Saturday, November 04, 2006

Walks with Bud and Dexter


Bud Powell's mumbles from the piano chair on Our Man In Paris are audible throughout the record and I love it. They are part of the in-the-moment risk and ABANDONEMENT that is jazz. They should be sampled, I think, and stand as art.
Though considered to be past his prime by some, hollowed-out and cast upon shores of oblivion by drugs, electro-shock, and police beatings, Bud emerges here triumphant in raw brilliance.

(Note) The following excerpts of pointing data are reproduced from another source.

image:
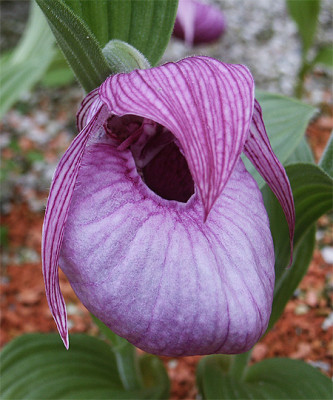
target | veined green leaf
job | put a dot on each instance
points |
(83, 27)
(24, 66)
(147, 25)
(126, 357)
(305, 14)
(286, 120)
(312, 191)
(58, 73)
(288, 279)
(77, 42)
(36, 366)
(276, 378)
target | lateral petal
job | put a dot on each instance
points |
(206, 104)
(259, 151)
(55, 218)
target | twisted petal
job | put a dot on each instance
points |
(206, 104)
(54, 222)
(155, 273)
(259, 151)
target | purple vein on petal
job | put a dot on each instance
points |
(260, 153)
(61, 191)
(206, 104)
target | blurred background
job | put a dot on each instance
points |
(38, 127)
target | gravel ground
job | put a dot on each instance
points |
(261, 35)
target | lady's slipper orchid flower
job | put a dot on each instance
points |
(198, 22)
(153, 217)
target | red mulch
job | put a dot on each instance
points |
(298, 334)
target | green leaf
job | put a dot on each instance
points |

Francis Paudras reminisces from (again) Dance of the Infidels about this period when Dexter Gordon and Bud were staying with him in Paris:

"If we left together, we would go for long walks through the silent streets. Sometimes Dexter Gordon came with us and I can remember his warm and resonant voice echoing through the streets. he walked on one sidewalk and Bud on the other: while I took the middle of the street.
Dexter didn't speak to Bud. He sang, in a perfect imitation of Billy Eckstine's langorous vibrato. Bud laughed til he cried. We wandered aimlessly. Time didn't matter. I remember those moments as something unreal. Dexter was blessed with eternal youth. Even close to death, nothing ever eroded his natural good humor.
Bud's and Dexter's language, like their music, had a special sound, a kind of swing based on an inner tempo. They had recorded together very early. I owned the records of the Savoy sessions of January 1946, and I had listened to them until I wore out the grooves. It seemed inconceivable to see them there together, like two kids, strolling through the night."